I don’t know who to call to see if the government will stop me. It’s just hanging out there as a possibility. Now, I have the proper documents. But I can just see myself holding forth a sheaf and say “but I haf my papers!” Nein! Verboten! Geh wig!

Busy weekend, although it was the most maddening sort of stuff. Not a single satisfying nanosecond in the whole endeavor, aside from a good hamburger and a good scotch.

I read three webcomics. Or “Comics,” as they’re called. One is XKCD, which is nerdy and occasionally does something surprising that’s enlightening and instructive. The other is Penny Arcade, because I’ve been reading for it years, the quality has never slackened, and it reminds me of the days when I cared about gaming culture. (I don’t anymore. But you get used to the characters and the style.) The third one is the webcomic you think I should read and will say as much in the comments.

The best of them all, ever, was Achewood. It’s all subjective, but on the other hand I’m right. The art wasn’t the attraction, although over the years we grew immensely fond of the spare style: what if a guy who had rudimentary skills got better, often wildly inventive beyond his manifest abilities, but still maintained the feel of someone doodling in a college class notebook? It was the language that set it apart: no one else wrote like Chris Onstad, and I thought - and still do - that he was one of the premier humorists of the 21st centurt.

Anyway, here he is!


He came to down and we had coffee and I drove him and his lovely partner around to see the city. I was repaid with artisanal fluids of a bewitching nature. It really was quite fun, especially since my human contact is down to 1 these days, with the exception of Sunday football. (And that’s turning into a weekly funeral.) Just charming, smart, funny people.

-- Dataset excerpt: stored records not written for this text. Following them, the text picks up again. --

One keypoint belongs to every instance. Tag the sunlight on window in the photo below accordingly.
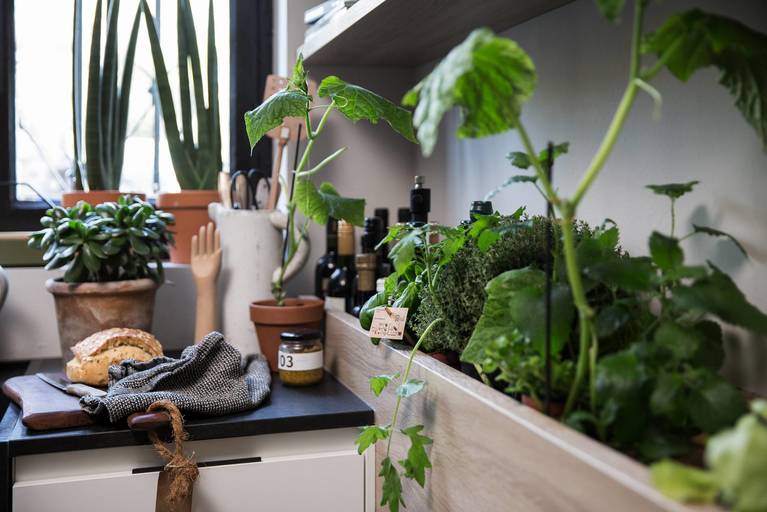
(44, 120)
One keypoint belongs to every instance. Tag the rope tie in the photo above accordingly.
(182, 469)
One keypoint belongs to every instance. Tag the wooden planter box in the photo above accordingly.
(490, 452)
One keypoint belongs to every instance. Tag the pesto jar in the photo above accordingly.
(300, 357)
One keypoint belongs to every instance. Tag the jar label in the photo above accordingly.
(297, 362)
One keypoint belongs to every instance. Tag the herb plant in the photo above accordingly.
(195, 149)
(490, 78)
(319, 203)
(106, 112)
(110, 242)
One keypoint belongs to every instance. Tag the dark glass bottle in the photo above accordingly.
(326, 263)
(420, 202)
(341, 285)
(366, 264)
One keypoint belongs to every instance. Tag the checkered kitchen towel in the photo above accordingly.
(207, 379)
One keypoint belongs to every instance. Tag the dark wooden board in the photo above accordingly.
(43, 406)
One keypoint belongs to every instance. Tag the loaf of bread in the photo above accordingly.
(96, 353)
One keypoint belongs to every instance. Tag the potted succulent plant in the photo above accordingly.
(316, 204)
(113, 258)
(195, 149)
(106, 114)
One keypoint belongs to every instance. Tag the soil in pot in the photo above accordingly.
(270, 320)
(190, 207)
(85, 308)
(94, 197)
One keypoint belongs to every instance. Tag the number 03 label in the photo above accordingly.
(298, 362)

Forgot to tell him: after I got a DM saying he’d be coming to town, I dreamed that he did, indeed, come to town  - in a big semi that said ACHEWOOD on the side in circus lettering. He was sitting inside on a chair with straw on the floor, and people were lining up to tell him about a cartoon he did 15 years ago.


There was a Movietone company, so that helps with the plausibility. Except they did newseeels.

TONY CANZONERI! No? Jolson, then



I always thought that the Jekyll - Hyde name sequence should have been inverted. Jekyll sounds like the madman.

We begin in the Church of St. Matte, just to start things off nice and holy so no one can say the movie glorifies animal immorality:

It's a very creamy world:

That's the Good Doctor's fiancee, and you might think "No was pretty in that way in 1871."

Then there's . . . the prostitute.

Yes, I buy that casting.

She may strike some as a bit chilly and reserved. Great beauty, but always cinched in some undefinable way, and a bit peculiar. Certainly the last you’d expect to play a hooker. But like a million million other men I fell in love with her in Casablanca.

The scene in which Hyde assaults the prostitute is one of the more humid things you'll see today.



Her father does not approve of the Doctor's oddness, and breaks off the engagement. This leads Ol’ Jek to take his chemicals again and hit the town as Mister Hyde, All-Time Leering Champ:

He doesn’t quite look homicidal, does he? But there’s a sense of animal panic about him, at first.

Tracy’s Hyde is not a lurid maniac, a gargoyle. He’s a selfish imp, an emotional bully, a psychopath who seems barely aware of his cruelty at the same time he revels in it. He wears excellent clothes and spits seeds on the floor. He ends up brutalizing Bergman in a way that makes Gaslight look like Love Story.

He gets more and more grotesque, and it seems odd no one recognizes one as the other. Well, it certainly looks like my old der friend, but he carries himself slightly differently, and his eyes are much wider. But you go with it.

It’s really surprising this one isn’t better known in the pantheon of Classic Horror, but then again, I’m not deeply steeped in the fandom. Perhaps it is.


  That will  have to do. Matches await!

Oh: sorry about the double Lance last Friday. It's Dreamweaver's fault. Command-S does not always save. You have to be in the document in a way I can't quite explain. It's not enough to have it open. You have to be in it, doing things. I had the right code, but apparently didn't save. Fridays are a beast, because there are so many links and images and moving parts.

The good news: next year we're going to have a Sunday Lance once a month. It was a pain, because it meant chopping a page into nine panels, but I have set this task for myself and can blame no other.